# New Shock Absorber recommendations



## kkspeed (Jul 7, 2004)

I have a 2000 Frontier 2WD King Cab with 63,000 miles and need to replace the shocks.
The truck seems to 'float' over bumps a lot more than my 90 & 97 Hardbody trucks did.

I want looking at the Tokico Trek Master R/T & KYB GR-2 shocks. I'm looking for an OEM ride or slightly stiffer.

Any recommendations based on experience?


----------



## Oldnissanguy (Jan 6, 2005)

I'm happy with the Monroes that Sears sells. They're $16.49 each when they're on sale. That was last week BTW.


----------



## joefrontier (Apr 26, 2007)

kkspeed said:


> I have a 2000 Frontier 2WD King Cab with 63,000 miles and need to replace the shocks.
> The truck seems to 'float' over bumps a lot more than my 90 & 97 Hardbody trucks did.
> 
> I want looking at the Tokico Trek Master R/T & KYB GR-2 shocks. I'm looking for an OEM ride or slightly stiffer.
> ...


If you are looking for the oem ride, buy the oem shocks. You can go to Axle & Suspension :: Genuine Nissan Parts :: Frontier (D22U) 1998-2004 :: CourtesyParts.com

They run about 43$ for the fronts.


----------



## Oldnissanguy (Jan 6, 2005)

Or slightly stiffer than OEM ride, get the Monroes.


----------



## azrichter (Jul 14, 2007)

I obsessed on shocks for a 2000 2WD Frontier.

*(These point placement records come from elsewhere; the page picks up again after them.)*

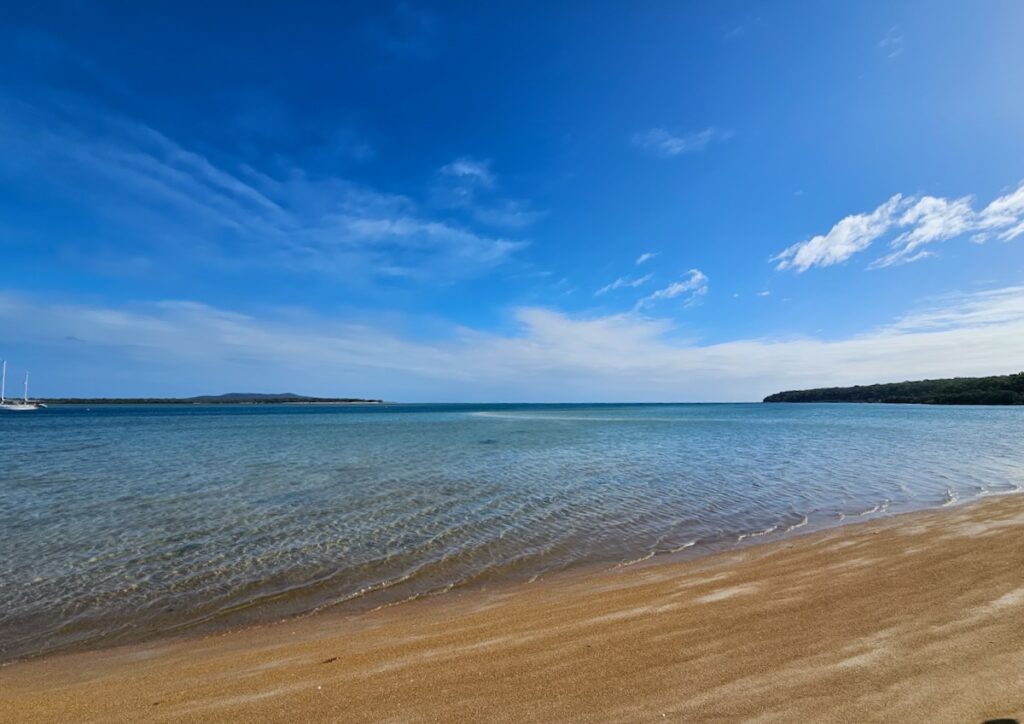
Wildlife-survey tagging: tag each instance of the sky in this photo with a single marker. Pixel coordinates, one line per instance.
(509, 201)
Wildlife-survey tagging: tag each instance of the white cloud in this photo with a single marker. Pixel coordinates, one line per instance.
(849, 236)
(171, 347)
(931, 219)
(157, 193)
(694, 285)
(470, 169)
(1005, 216)
(624, 282)
(892, 43)
(662, 142)
(919, 220)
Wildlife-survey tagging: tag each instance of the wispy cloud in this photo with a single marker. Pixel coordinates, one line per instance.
(158, 190)
(892, 44)
(693, 286)
(624, 282)
(849, 236)
(918, 221)
(549, 356)
(660, 142)
(931, 219)
(471, 169)
(470, 185)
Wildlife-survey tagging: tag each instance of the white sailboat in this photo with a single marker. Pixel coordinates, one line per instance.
(24, 405)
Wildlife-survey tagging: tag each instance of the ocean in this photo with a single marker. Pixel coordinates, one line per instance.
(121, 523)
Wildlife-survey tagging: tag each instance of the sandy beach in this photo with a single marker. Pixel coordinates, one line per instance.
(912, 618)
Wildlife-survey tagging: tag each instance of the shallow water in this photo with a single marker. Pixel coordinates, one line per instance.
(122, 522)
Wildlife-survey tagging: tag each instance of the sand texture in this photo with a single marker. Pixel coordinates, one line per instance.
(909, 619)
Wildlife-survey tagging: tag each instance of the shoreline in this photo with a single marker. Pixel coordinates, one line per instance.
(613, 643)
(695, 550)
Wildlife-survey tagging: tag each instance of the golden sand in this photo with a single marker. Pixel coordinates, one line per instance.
(910, 619)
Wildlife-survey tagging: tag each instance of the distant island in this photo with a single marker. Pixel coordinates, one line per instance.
(1000, 389)
(228, 398)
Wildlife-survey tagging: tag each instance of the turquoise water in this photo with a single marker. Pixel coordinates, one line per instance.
(124, 522)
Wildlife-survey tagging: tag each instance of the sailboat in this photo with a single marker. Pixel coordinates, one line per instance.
(24, 405)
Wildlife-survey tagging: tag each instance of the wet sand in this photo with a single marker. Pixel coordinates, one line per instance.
(913, 618)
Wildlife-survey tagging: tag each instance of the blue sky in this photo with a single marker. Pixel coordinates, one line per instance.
(510, 201)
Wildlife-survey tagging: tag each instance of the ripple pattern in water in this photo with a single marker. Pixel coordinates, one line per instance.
(123, 522)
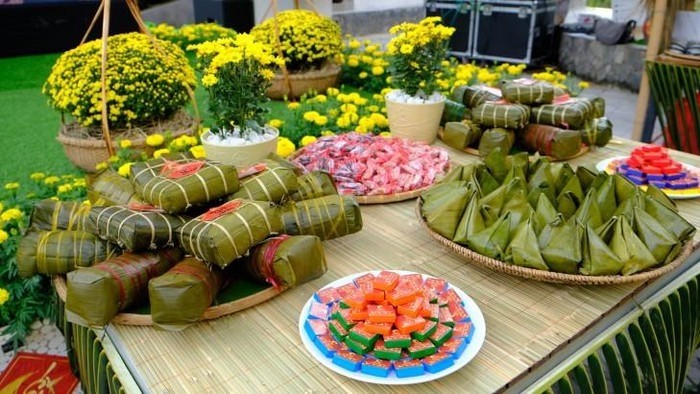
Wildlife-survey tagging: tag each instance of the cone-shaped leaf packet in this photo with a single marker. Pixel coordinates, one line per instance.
(287, 260)
(598, 258)
(492, 241)
(443, 206)
(523, 249)
(96, 294)
(471, 223)
(180, 296)
(662, 244)
(560, 243)
(314, 185)
(669, 219)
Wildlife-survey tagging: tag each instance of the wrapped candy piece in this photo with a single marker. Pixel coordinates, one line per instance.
(136, 228)
(460, 135)
(287, 260)
(59, 215)
(227, 232)
(662, 244)
(560, 244)
(598, 258)
(597, 132)
(523, 249)
(325, 217)
(180, 296)
(178, 187)
(266, 184)
(493, 240)
(314, 185)
(496, 138)
(509, 116)
(528, 92)
(109, 188)
(60, 251)
(550, 141)
(96, 294)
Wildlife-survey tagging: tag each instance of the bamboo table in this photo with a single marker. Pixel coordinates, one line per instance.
(536, 333)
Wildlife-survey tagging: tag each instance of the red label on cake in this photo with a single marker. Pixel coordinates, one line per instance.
(221, 210)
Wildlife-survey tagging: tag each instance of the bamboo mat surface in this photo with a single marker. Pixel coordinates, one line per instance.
(259, 349)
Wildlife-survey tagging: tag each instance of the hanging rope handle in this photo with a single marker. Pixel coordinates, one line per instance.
(104, 10)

I really wanted to buy Bilsteins, but needed to keep some cash for other issues. Offroad shop had Rancho RS5000s for $44 each.

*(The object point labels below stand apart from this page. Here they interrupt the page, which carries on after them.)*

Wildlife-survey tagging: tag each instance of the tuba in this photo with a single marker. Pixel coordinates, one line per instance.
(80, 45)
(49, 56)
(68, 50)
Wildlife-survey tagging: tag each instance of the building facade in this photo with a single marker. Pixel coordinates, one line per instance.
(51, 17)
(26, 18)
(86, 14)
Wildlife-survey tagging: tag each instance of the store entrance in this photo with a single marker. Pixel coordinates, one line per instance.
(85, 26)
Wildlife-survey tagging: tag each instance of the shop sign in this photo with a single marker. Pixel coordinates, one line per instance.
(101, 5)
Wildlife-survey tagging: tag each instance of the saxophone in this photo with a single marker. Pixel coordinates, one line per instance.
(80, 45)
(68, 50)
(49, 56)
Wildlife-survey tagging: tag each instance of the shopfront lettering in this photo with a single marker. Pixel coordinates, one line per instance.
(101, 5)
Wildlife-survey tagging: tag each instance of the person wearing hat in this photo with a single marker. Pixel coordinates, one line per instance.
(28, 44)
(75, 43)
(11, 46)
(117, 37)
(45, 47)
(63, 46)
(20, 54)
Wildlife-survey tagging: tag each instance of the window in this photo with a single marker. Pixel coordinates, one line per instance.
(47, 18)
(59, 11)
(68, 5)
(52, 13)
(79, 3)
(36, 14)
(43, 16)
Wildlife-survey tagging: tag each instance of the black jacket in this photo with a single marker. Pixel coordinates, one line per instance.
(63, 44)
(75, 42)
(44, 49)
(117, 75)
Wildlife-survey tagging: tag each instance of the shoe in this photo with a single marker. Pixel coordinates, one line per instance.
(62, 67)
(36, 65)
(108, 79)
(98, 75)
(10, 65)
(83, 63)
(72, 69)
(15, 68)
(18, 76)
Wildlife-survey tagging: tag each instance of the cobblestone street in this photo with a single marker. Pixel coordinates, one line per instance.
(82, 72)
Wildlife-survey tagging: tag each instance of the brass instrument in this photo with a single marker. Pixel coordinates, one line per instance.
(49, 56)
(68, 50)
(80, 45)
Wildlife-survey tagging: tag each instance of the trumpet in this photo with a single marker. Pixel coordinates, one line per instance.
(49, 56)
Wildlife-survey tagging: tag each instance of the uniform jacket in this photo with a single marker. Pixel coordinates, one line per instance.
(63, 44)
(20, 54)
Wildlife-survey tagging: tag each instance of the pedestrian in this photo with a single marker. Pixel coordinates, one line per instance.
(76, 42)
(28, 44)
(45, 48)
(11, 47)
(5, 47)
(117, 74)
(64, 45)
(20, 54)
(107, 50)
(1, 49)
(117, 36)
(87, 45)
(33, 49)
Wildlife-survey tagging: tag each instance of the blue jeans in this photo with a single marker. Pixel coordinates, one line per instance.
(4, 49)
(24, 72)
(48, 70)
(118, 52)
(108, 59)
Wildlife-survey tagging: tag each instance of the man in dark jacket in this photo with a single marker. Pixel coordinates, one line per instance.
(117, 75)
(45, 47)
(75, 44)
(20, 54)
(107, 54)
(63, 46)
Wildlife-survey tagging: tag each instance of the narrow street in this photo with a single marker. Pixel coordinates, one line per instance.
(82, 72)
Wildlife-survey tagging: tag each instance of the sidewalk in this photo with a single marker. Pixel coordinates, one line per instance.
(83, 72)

I settled on Monroe Reflex shocks, partly because I was nervous about the Rancho ride being too stiff.

It rides fine---a bit firmer than OEM.

I was disappointed in the appearance of the Monroe's out of the box---they look mass-produced and cheap---rough metal cut my finger. Though the Ranchos are made by Monroe, they are a burlier, heavier built unit. The Bilsteins are obviously built to a higher standard---well-finished, sturdy, WELL-made.

If you hurry, you can buy 3, get one free from Rancho or Monroe. I wish I'd tried the Rancho, but I'm fairly satisfied with the Reflex. For $120 I got a set of 4 with some left over for a new stereo...


----------



## stevem5000 (Apr 16, 2003)

I put the Rancho 5000's on my 2000 fronty...all 4...I was a little dissapointed at first...I thought they were too soft...but after about 40,000 miles, I'm used to them...
So I guess they are ok...but I don;t a great shock...


----------



## smj999smj (Jan 1, 2006)

I personally like the KYB G2's. They're not expensive, lifetime warranted, and ride well. KYB is also an OEM manufacturer for Nissan and makes many of the shocks and struts for Nissan, along with Tokico.


----------



## ediamiam (Jun 20, 2005)

2000 king cab. kybs and rear sway bar from suspensionconnections. that sway bar made a big difference.


----------



## mmiller2002 (Sep 29, 2006)

Is the Reflex one notch stiffer than the Monroe Sens-a-trac or MonroeMatic (or whatever its called?

Thanks



azrichter said:


> I obsessed on shocks for a 2000 2WD Frontier. I really wanted to buy Bilsteins, but needed to keep some cash for other issues. Offroad shop had Rancho RS5000s for $44 each.
> 
> I settled on Monroe Reflex shocks, partly because I was nervous about the Rancho ride being too stiff.
> 
> ...


----------